Guest post by Jane Smith
Many parents still yell at their kids. To a large extent, it’s still socially acceptable to do so today. At one point in Western history, it wasn’t a big deal to hit children, deny them food, or wash out their mouths with soap as forms of punishment but in reality, shouting is not the answer.
As of the present time, these practices are all rightly regarded as abusive. However, there is still a widespread belief that the only genuine abuse is physical in nature. Most people today would agree that hitting someone is abusive. The notion that yelling at a person could be abusive is less of a mainstream idea. But it seems that the psychological research on the subject is turning against the notion that yelling at kids is effective or harmless.
1. Many children can’t put shouted statements in context.
A lot of adults understand the fact that a person who is shouting may just be having a bad day. Adults have learned that anger might not be directed at them. Shouting at adults is still not something that should be done, of course, but it’s particularly negative when it is directed at children.
According to clinical psychologist Dr. Deema Sihweil, children will almost always internalize parental anger. Kids assume that they are the reason why their parents are angry. This can make shouted messages seem much harsher than they would otherwise while adding a new layer of subtext to certain interactions.
2. The effects of shouting continue to get worse as parents shout more frequently.
Parents, who yell at their kids, tend to do it frequently. They will lose control of their temper often enough that kids are more or less exposed to this sort of anger all the time. This means that the psychological stress that kids will experience increases at the same time. This is not a form of conflict resolution that parents should rely on because the negative consequences of using it will multiply.
3. Parents who yell are relying on force to create order in a household.
Yelling is an aggressive act, whether parents want to admit it or not. Parents who yell will always have to rely on aggression in order to make a household function. As kids get older, taller, and larger, a yelling parent will not seem as frightening anymore. Parents who have set up their household this way will lose control of their kids, leaving the kids vulnerable.
4. Yelling at kids can make them aggressive later.
All parents should find a way to actually get kids to behave using methods that make them useful in the society. Parents are more or less teaching their kids how to function without them when they’re adults. When parents solve conflicts through aggression, they teach their kids to be aggressive as they grow older.
5. Yelling at kids has a wide range of different consequences.
There are serious consequences or effects that yelling does to kids. When they are exposed to too much shouting at home, children experience fear, poor academic performance, developmental delays, insomnia, heightened emotional stress, social problems, behavioral difficulties, and generalized anxiety.
Parents are asking children to sustain a lot of damage just to give themselves a temporary catharsis. They will have to seek and spend a lot of money on therapies just to solve the problems that they have unknowingly caused.
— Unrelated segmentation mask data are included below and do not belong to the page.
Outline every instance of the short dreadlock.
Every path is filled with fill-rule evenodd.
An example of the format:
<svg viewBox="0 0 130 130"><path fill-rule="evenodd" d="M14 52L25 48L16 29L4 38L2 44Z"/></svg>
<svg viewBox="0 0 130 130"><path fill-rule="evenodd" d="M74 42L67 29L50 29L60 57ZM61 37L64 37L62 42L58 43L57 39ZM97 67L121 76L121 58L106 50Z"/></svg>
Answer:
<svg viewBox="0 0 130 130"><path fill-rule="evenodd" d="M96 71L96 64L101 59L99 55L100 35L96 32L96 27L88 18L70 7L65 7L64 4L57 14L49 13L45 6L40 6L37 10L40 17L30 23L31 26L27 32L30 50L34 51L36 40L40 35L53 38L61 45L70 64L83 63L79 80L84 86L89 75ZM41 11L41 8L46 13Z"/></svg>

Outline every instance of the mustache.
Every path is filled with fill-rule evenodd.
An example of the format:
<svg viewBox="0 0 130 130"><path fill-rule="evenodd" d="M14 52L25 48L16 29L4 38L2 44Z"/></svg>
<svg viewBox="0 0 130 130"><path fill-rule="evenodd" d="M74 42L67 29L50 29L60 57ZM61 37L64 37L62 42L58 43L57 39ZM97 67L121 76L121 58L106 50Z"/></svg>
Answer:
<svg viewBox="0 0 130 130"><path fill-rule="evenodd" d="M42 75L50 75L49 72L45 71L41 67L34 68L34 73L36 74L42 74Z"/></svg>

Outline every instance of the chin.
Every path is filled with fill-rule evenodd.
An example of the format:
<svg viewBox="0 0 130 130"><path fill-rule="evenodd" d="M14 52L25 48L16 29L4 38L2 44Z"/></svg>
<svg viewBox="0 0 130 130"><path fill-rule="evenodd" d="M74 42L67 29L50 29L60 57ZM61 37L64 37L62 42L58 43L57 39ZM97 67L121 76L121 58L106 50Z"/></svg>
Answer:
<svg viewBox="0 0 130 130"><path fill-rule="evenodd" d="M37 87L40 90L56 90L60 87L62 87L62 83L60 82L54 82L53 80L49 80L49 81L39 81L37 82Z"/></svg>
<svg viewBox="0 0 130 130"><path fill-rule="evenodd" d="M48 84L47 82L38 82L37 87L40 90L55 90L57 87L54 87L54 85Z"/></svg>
Yelling is clearly not something that solves any problems.
6. Parents will not help themselves feel better by yelling at their kids.
While yelling will offer a brief catharsis, parents are often still angry after a while. The yelling did not really help them feel better. Parents are also neglecting one of their most fundamental responsibilities as parents, according to Dr. Laura Markham of Aha! Parenting. She emphasizes the fact that parents must find a way to regulate their own thoughts and feelings, and that this is a fundamental part of being a parent.
7. Yelling only escalates the conflict.
Many of the most destructive familial conflicts happen because someone started yelling, and everything eventually gets worse. Yelling is an energetic expression of anger. Parents who resort to hitting their kids start their fit by raising angry voices. Shouting matches can cause everyone involved to become angrier and less controlled, which can lead to even more spectacular displays of emotional abuse.
Yelling helps no one. It does not help parents feel better. It does not help kids become more disciplined. It makes familial conflicts worse, not better. It gives kids more problems that need to be addressed later. Yelling also teaches kids all the wrong lessons about conflict resolution.
Parents need to recognize that yelling at their kids is a form of emotional abuse. It is important that they need to find healthier ways to address or show their anger without hurting their children to ensure that they grow into well-rounded individuals.